Fort Worth is electing a new mayor Saturday in a race that resembles a Texas battleground and could lead to key decisions over policing in one of America’s largest cities as a former officer awaits trial over the 2019 fatal shooting of a Black woman.
The weekend runoff will decide the first new mayor in a decade for Fort Worth — Texas’ only big city with a GOP mayor as Democrats have made inroads into the red state’s most booming areas.
Although the race is officially nonpartisan, the feel of it is not: Deborah Peoples, a former Democratic Party county chairwoman who would become the city’s first Black mayor, was the top-vote getter in a crowded 10-candidate field in May. She advanced to the runoff along with Mattie Parker, a former top aide of the outgoing mayor whose GOP backers include Republican Gov.
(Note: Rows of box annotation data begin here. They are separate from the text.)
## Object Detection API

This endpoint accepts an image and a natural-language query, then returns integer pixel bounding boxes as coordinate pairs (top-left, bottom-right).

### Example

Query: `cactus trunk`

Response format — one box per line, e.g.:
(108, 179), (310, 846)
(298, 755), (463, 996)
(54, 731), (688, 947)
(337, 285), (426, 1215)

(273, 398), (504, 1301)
Greg Abbott.
The Texas Democratic Party has endorsed Peoples, while Republicans have brought activists from around the state into Fort Worth in an effort to hold the line.
“It’s become a very partisan race, and unfortunately, that has become the reality of this election,” said Rick Barnes, chairman of the Tarrant County Republican Party.
The winner will take office just weeks before the scheduled August trial of a former Fort Worth police office charged with murder in the shooting death of Atatiana Jefferson, a Black woman who was fatally shot through a window in 2019.
Jefferson had been babysitting her 8-year-old nephew at her mother’s home when a neighbor called a non-emergency police line to report that a door was ajar. Police have said that Dean opened fire from outside through a window after “perceiving a threat.”
The former officer, Aaron Dean, resigned after the shooting.
Outgoing Mayor Betsy Price called for a top-to-bottom review of the police department after the shooting and her successor could decide whether Fort Worth moves forward with establishing a civilian review board recommended by a race and culture task force. Parker has not committed to the idea, Peoples has said the city had ignored recommendations put forward by its citizens.
Fort Worth, which is approaching 1 million residents, is about 40% white, 35% Hispanic and 19% black.
“The people have spoken for years saying that we want independent community police oversight from Fort Worth,” said Pamela Young, a lead organizer for United Fort Worth, which has pushed for policing reforms in the city.
Peoples lost her first run for mayor by double digits in 2019 but Democrats are hopeful that an open seat and shifting trends are in favor this time. President Joe Biden narrowly carried the surrounding county in November, four years after former President Donald Trump won there by more than 8 points.